Interest in such a tuning system goes back to the 16th century, when composer Guillaume Costeley used it in his chanson Seigneur Dieu ta pitié of 1558. Costeley understood and desired the circulating aspect of this tuning. In 1577, music theorist Francisco de Salinas discussed 1/3comma meantone, in which the tempered perfect fifth is 694.786 cents. Salinas proposed tuning nineteen tones to the octave to this fifth, which falls within one cent of closing.
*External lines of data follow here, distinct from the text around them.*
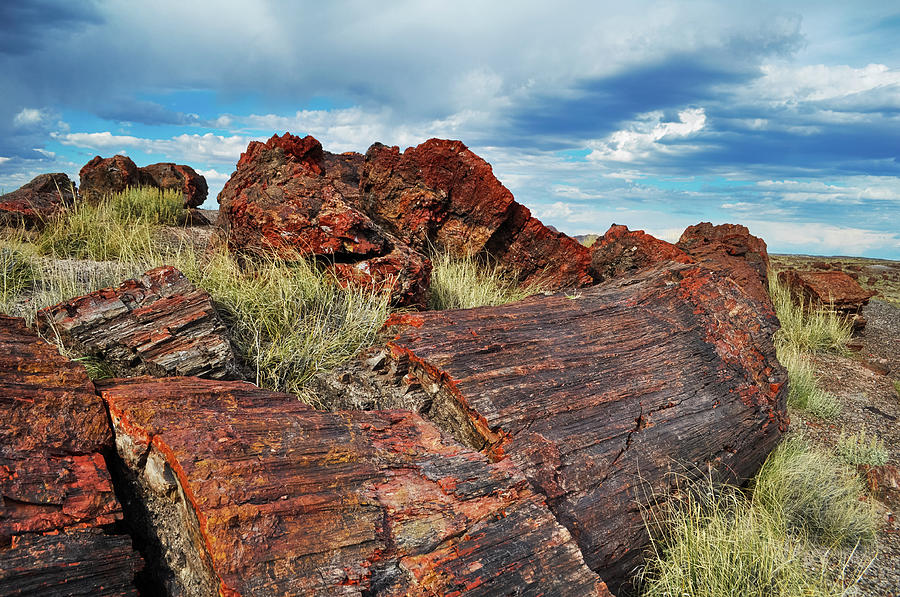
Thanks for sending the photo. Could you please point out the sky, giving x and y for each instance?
(784, 117)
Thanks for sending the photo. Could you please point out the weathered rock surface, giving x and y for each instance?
(596, 396)
(39, 200)
(441, 194)
(158, 325)
(58, 506)
(834, 289)
(291, 197)
(167, 175)
(733, 251)
(253, 493)
(622, 251)
(105, 176)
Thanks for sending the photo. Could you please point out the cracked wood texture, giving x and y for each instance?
(258, 494)
(599, 395)
(58, 506)
(159, 325)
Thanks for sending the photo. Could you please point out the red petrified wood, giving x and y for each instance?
(733, 251)
(597, 396)
(57, 497)
(160, 324)
(255, 493)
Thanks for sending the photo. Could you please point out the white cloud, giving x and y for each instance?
(643, 137)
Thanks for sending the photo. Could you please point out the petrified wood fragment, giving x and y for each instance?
(160, 325)
(53, 477)
(254, 493)
(598, 395)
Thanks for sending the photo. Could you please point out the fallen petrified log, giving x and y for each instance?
(596, 396)
(104, 176)
(37, 201)
(251, 492)
(733, 251)
(58, 508)
(832, 289)
(159, 325)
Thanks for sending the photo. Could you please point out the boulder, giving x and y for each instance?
(732, 250)
(599, 397)
(58, 510)
(105, 176)
(832, 289)
(166, 175)
(160, 325)
(251, 492)
(38, 201)
(290, 197)
(441, 195)
(622, 251)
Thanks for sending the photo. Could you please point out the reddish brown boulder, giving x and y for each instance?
(440, 194)
(833, 289)
(58, 504)
(178, 177)
(158, 325)
(105, 176)
(254, 493)
(39, 200)
(732, 250)
(598, 396)
(290, 197)
(621, 250)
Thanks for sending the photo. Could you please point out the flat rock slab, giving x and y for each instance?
(597, 396)
(54, 432)
(159, 325)
(254, 493)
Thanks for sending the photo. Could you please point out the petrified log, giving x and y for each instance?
(53, 477)
(832, 289)
(39, 200)
(254, 493)
(732, 250)
(290, 197)
(598, 395)
(441, 194)
(621, 250)
(158, 325)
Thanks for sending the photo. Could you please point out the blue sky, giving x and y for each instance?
(782, 116)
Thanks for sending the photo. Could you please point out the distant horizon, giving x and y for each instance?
(783, 117)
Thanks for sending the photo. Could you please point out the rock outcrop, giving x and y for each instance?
(733, 251)
(38, 201)
(621, 251)
(58, 510)
(159, 325)
(253, 493)
(835, 290)
(596, 396)
(105, 176)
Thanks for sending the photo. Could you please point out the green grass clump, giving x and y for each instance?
(815, 495)
(859, 448)
(465, 282)
(289, 320)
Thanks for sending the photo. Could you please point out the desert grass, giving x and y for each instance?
(860, 448)
(466, 282)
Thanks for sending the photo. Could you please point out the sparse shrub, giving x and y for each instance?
(860, 448)
(466, 282)
(815, 495)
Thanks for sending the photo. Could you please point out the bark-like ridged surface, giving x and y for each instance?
(159, 325)
(255, 493)
(37, 201)
(53, 477)
(597, 396)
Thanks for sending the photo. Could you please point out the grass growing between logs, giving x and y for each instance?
(465, 282)
(722, 541)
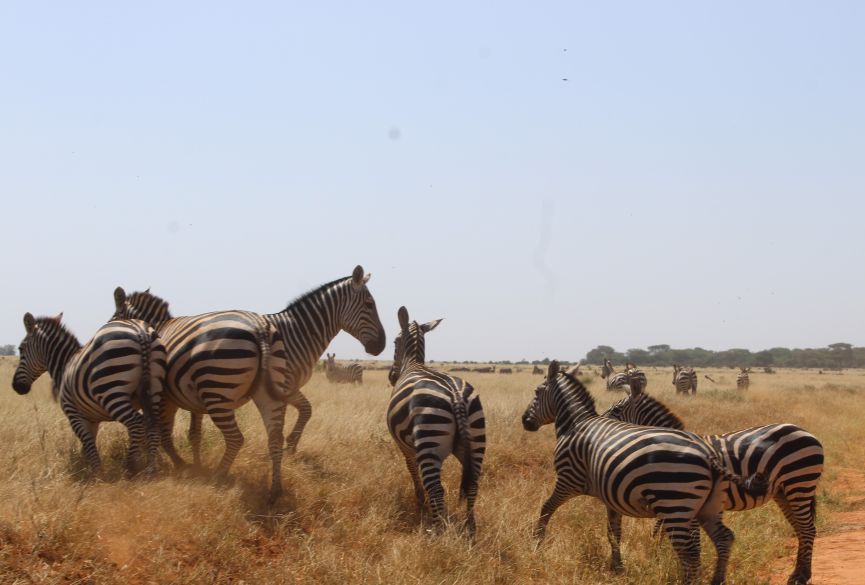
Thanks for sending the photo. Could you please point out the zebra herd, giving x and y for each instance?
(636, 457)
The fifth of 19 EDO is 694.737 cents, which is less than a twentieth of a cent narrower, imperceptible and less than tuning error, so Salinas' suggestion is, for purposes relating to human hearing, functionally identical to 19 EDO.

In the 19th century, mathematician and music theorist Wesley Woolhouse proposed it as a more practical alternative to meantone temperaments he regarded as better, such as 50 EDO.
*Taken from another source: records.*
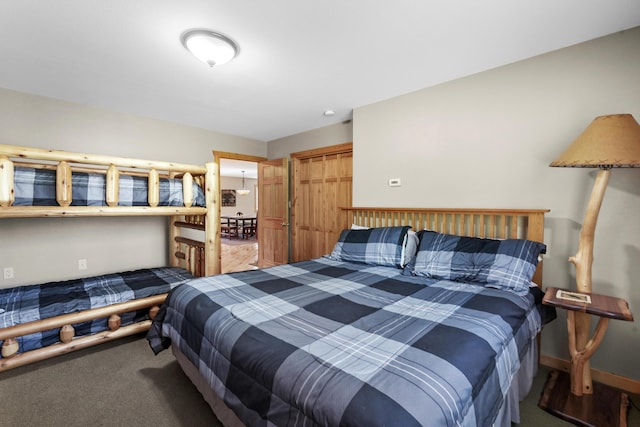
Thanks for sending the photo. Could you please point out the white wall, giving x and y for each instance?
(45, 249)
(487, 140)
(322, 137)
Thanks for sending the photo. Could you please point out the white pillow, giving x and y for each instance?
(409, 247)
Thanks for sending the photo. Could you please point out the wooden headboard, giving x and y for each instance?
(487, 223)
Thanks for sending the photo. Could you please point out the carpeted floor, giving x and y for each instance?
(122, 383)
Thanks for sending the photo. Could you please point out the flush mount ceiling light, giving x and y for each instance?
(210, 47)
(242, 191)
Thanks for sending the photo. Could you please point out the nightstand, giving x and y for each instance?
(566, 395)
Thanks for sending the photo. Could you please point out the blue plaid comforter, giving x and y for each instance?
(37, 187)
(325, 342)
(24, 304)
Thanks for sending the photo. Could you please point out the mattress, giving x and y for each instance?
(326, 342)
(24, 304)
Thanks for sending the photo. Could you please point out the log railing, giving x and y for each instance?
(199, 259)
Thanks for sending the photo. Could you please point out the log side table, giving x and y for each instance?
(565, 395)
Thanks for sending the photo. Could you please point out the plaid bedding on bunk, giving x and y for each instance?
(37, 187)
(28, 303)
(327, 342)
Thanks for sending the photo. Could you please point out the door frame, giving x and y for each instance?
(217, 197)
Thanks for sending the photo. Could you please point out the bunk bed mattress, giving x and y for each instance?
(326, 342)
(37, 187)
(24, 304)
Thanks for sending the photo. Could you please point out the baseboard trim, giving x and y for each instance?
(622, 383)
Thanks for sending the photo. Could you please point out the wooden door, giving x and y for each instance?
(322, 185)
(273, 213)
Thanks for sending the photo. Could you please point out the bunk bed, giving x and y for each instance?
(38, 183)
(417, 317)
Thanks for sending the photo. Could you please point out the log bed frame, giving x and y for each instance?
(200, 258)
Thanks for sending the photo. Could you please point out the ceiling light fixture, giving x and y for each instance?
(242, 191)
(210, 47)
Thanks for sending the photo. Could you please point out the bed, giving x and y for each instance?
(44, 320)
(372, 334)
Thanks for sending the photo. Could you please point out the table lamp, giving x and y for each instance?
(609, 142)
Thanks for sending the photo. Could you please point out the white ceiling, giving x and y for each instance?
(298, 58)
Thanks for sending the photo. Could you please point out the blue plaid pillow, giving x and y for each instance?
(503, 264)
(374, 246)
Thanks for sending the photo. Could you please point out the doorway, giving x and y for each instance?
(238, 210)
The composer Joel Mandelbaum wrote on the properties of the 19 EDO tuning and advocated for its use in his Ph.D. thesis:
Mandelbaum argued that it is the only viable system with a number of divisions between 12 and 22, and furthermore, that the next smallest number of divisions resulting in a significant improvement in approximating just intervals is 31 tet.
Mandelbaum and Joseph Yasser have written music with 19 EDO.
Easley Blackwood stated that 19 EDO makes possible "a substantial enrichment of the tonal repertoire". Jim Aikin advocates for 19 equal temperament.

==Notation==

Usual pitch notation, promoted by Easley Blackwood and Wesley Woolhouse,
for 19 equal temperament: Intervals are notated similarly to the 12 tet intervals that approximate them. Aside from double sharps or double flats, only the note pairs E♯ & F♭ and B♯ & C♭ are enharmonic equivalents (modern sense).

Just intonation intervals approximated in 19 EDO

Notes in 19-EDO can be represented with the letter notation or staff notation of 12-EDO; however, enharmonic notes in 12-EDO are different pitches in 19-EDO (e.g. C♯ and D♭ are different pitches in 19-EDO though they sound the same in 12-EDO). Additionally in 19-EDO, B♯ is the note between B and C, enharmonic with C♭; E♯ is the note between E and F, enharmonic with F♭. Asides from those two cases, there are no other enharmonic equivalent notes in 19-EDO without the use of double sharps or double flats.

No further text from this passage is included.